Afghans who supported US forces in Afghanistan during the war in the past have consistently received a lot of support.

In September 2021, for instance, a poll from NPR and the research firm Ipsos suggested that two-thirds of US respondents backed the relocations, far outpacing support for other groups seeking refuge.

In the years since, that high standard of approval has remained. According to a poll conducted in October 2023 by the With Honor advocacy group, 80% of respondents indicated they were still in favor of Afghan resettlement.

The relocation effort was spearheaded by US service members. That demographic, while diverse, typically skews conservative. About 61 percent supported Trump in the 2024 election, according to the Pew Research Center.

No One Left Behind, a SIV advocacy group’s chief of advocacy and government affairs, described the support as “a matter of national honor and national security.”

“It is certainly a veterans issue. And so it’s been a bipartisan issue”, said Sullivan.

When Sullivan was an army infantry officer, he closely collaborated with an Afghan interpreter who was also a veteran of the Afghanistan war. Sullivan only gave Ahmadi as his first name during his interview, and he has since moved to the US as part of the SIV program.

Sullivan said he was optimistic Trump would eventually create “carve-outs” for Afghans, pointing to the large number of veterans from the Afghanistan conflict in the Republican’s administration.

One of those veterans, former Congressman Mike Waltz, has since become Trump’s White House national security adviser. Prior to now, Walz urged former president Biden to “bring our Afghan allies home.”

Sullivan explained that he had spoken with Waltz on the subject frequently and that he had a good feeling after that.

“He understands on that personal, visceral level, how much these folks mean to]veterans]”, Sullivan said. “So I know he gets it”.

A “scratching halt”

Other advocates, however, are less hopeful. James Powers, a grassroots organiser from Ohio who focuses on veterans issues, pointed to immigration hardliner Stephen Miller’s role in the new administration.
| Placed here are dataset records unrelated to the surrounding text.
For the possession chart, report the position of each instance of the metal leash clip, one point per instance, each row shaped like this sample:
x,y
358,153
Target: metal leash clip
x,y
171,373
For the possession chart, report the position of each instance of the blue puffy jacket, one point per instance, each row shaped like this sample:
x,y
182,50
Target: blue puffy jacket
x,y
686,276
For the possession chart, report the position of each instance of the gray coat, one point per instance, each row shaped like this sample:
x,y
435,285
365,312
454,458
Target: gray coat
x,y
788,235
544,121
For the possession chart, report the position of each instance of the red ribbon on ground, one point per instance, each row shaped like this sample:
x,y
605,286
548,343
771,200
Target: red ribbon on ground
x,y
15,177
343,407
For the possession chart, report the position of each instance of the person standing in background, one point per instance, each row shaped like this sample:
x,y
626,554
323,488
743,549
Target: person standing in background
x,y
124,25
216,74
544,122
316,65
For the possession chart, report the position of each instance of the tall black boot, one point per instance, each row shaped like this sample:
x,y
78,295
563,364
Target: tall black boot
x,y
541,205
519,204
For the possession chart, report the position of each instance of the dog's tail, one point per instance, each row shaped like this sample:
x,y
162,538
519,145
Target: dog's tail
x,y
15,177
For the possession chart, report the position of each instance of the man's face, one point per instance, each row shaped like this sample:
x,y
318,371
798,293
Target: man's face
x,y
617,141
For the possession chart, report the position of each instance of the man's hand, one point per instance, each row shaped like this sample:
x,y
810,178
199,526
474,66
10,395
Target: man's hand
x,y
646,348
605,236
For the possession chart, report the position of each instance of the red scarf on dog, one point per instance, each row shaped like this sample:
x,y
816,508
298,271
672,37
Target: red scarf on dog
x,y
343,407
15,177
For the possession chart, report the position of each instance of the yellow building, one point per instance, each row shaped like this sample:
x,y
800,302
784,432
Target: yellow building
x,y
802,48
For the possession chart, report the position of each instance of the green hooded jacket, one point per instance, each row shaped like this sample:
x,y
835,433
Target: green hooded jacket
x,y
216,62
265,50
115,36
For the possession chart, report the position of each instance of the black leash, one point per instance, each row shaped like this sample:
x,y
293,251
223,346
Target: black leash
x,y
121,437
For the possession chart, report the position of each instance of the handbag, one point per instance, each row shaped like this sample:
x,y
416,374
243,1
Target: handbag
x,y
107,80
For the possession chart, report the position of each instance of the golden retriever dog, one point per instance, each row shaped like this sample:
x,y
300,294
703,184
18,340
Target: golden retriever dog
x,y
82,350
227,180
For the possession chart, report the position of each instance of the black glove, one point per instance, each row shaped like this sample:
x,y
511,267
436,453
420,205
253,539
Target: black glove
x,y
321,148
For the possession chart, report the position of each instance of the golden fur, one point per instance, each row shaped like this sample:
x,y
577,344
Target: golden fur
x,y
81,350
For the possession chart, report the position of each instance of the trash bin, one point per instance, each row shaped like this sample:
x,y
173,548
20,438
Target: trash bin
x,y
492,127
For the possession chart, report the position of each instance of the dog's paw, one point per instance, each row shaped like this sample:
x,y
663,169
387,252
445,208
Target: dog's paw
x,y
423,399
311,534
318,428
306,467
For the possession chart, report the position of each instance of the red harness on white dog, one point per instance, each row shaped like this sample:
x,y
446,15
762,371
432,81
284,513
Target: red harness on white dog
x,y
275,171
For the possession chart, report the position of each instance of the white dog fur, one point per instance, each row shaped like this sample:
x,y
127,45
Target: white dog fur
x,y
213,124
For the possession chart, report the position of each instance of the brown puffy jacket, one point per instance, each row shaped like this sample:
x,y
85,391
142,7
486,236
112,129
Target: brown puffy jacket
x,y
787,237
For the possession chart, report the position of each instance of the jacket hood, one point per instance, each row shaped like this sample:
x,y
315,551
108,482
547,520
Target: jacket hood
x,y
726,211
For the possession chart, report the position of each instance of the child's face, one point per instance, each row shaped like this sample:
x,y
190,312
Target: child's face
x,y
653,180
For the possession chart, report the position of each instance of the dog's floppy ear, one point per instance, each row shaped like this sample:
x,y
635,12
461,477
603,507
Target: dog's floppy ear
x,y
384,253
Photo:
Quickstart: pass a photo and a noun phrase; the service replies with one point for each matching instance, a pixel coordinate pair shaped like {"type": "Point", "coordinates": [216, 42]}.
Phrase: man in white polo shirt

Miller had served under Trump’s first administration before SIV processing had slowed.

“It only makes sense that]the programme] would come to a screeching halt as soon as he got back into power to influence the current president”, Powers said.

Advocates expressed concern that the current system’s years of development were in jeopardy.

A special office was established to coordinate and streamline SIV relocations just last year thanks to bipartisan support from both parties.

The Biden administration has also increased the processing of SIVs and other Afghan refugee categories over the past four years. Biden’s government issued 33, 341 SIVs in fiscal year 2024, about triple the number issued in 2022, the first full fiscal year following the withdrawal.

Afghan refugee admissions also increased from 1, 618 in fiscal year 2022 to 14, 708 in 2024.

All told, over 200, 000 Afghans have been relocated to the US since the withdrawal, including tens of thousands flown on evacuation flights in the immediate aftermath.

Source: Aljazeera

234Radio

234Radio is Africa's Premium Internet Radio that seeks to export Africa to the rest of the world.